Josef Braml: Die transatlantische Illusion. Die neue Weltordnung und wie wir uns darin behaupten können
Josef Braml zeichnet ein kritisches Lagebild der transatlantischen Partnerschaft, deren Herausforderungen und Probleme durch den Angriffskrieg auf die Ukraine lediglich akzentuiert, aber nicht völlig verändert worden seien: Im Fokus stünden dabei einerseits die hegemonialen USA und Europa, dann die inneren und äußeren Dimensionen ihres (Nicht-)Handelns sowie die Verflechtungen mit Herausforderern und Partnern, so Wahied Wahdat-Hagh. Staatsinteressen wolle der Autor ohne Verklärungen analysieren und so verdeutlichen, was die Europäer*innen für ihre Souveränität in Angriff nehmen sollten.

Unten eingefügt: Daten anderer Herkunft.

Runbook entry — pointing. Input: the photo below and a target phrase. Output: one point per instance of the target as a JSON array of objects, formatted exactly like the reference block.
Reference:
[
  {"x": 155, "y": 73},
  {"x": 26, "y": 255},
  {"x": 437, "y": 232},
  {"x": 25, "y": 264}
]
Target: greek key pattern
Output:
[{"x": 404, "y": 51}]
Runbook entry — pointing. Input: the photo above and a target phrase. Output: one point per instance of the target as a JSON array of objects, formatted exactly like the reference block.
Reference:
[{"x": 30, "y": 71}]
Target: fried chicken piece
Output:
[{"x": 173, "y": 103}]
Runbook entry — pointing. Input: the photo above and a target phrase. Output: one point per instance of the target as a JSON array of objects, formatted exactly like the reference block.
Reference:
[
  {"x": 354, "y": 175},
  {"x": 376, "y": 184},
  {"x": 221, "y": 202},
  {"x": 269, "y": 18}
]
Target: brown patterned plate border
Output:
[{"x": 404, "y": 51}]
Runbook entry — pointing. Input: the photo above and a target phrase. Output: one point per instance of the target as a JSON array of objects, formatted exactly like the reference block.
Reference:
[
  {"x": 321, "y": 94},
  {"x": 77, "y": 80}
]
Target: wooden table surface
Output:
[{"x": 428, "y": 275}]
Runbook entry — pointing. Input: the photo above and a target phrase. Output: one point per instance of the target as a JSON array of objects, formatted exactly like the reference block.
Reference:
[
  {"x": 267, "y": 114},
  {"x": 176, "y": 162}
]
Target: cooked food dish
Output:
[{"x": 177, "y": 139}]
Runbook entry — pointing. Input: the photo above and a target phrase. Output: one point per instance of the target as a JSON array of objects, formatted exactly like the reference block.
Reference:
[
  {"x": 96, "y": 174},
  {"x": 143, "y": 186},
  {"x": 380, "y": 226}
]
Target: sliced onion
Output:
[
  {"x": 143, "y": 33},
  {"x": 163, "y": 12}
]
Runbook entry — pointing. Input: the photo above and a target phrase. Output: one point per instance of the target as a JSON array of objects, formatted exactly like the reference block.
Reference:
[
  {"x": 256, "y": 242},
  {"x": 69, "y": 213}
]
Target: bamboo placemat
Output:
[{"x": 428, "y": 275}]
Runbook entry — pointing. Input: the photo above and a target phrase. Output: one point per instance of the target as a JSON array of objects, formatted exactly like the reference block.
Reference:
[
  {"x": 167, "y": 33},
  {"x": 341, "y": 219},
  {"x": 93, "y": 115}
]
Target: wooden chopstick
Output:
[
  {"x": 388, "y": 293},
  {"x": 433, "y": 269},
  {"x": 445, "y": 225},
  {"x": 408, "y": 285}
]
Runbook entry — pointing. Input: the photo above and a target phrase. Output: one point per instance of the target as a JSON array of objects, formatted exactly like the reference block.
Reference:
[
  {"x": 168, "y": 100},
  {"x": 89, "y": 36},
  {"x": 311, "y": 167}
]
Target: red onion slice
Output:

Josef Braml will in diesem Buch der Politik und Öffentlichkeit Denkanstöße geben. Besonders kritisch geht er mit den USA ins Gericht: Es sei eine Illusion, dass Washington in Zukunft in „derselben Weise wie früher“ (8) deutsche Interessen mitvertreten könne. „Illusionslos“ (14) will er die Interessen befreundeter Staaten analysieren.
Der Autor kritisiert den Koalitionsvertrag der Bundesregierung, da man darin das Wort „Interessen“ (7) beinahe vergeblich suche. Die Bonner Republik habe vor dem Hintergrund der desaströsen deutschen Geschichte eine Verantwortungspolitik betrieben, jedoch keine Machtpolitik. Dabei sei das „Denken in nationalen Interessen“ (8) tabuisiert worden. Die nationale Sicherheit wurde der Sieger- und Schutzmacht USA anvertraut. Die „Interessen der „vermeintlichen“ (11) Schutzmacht USA seien nicht mehr mit den deutschen Interessen identisch und kompatibel. Diese veränderte Interessenlage werde aber von Regierungsverantwortlichen nicht verstanden.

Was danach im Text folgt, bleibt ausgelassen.